Pero el pacto estaba por concluir y la muerte
tendría que volver a su ingrato trabajo, tendría que dejar de ser mujer y
desaparecer en la profundidad de aquel túnel.
La decisión que debía tomar era drástica, dejar a
su amado Dr. Troya, pues ella más que nadie sabía que el deber de un médico es
salvar vidas, quién era ella para impedirlo.
Esa noche se vieron como tantas otras noches en el
hospital, ella sabía que era la última vez; él por su parte estaba ansioso,
había pensado en pedirle en matrimonio y lo hizo, ella aceptó conmovida hasta
las lágrimas, posterior a lo cual no pudo más y echó a correr al interior del
túnel para recobrar su estado etéreo. Él la siguió pensando que se trataba de
un juego, pero un movimiento de la tierra floja de las paredes del túnel hizo
que él quedara entrampado en este tétrico espacio para siempre, cumpliendo así
con el amor eterno que un día se juraron.

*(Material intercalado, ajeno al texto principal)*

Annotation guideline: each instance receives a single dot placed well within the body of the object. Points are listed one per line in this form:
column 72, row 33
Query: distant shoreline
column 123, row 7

Actualmente este túnel se encuentra clausurado, se
había convertido en guarida de mendigos quienes desconociendo la historia vivían
allí y a veces también morían allí.
En noches como la de hoy que me encuentro aquí en
la entrada del túnel cazando fantasmas, el cielo luce despejado y la luna está
roja por un eclipse y a lo lejos como desde las profundidades de la tierra se
escucha como llora la muerte a su amado médico quiteño.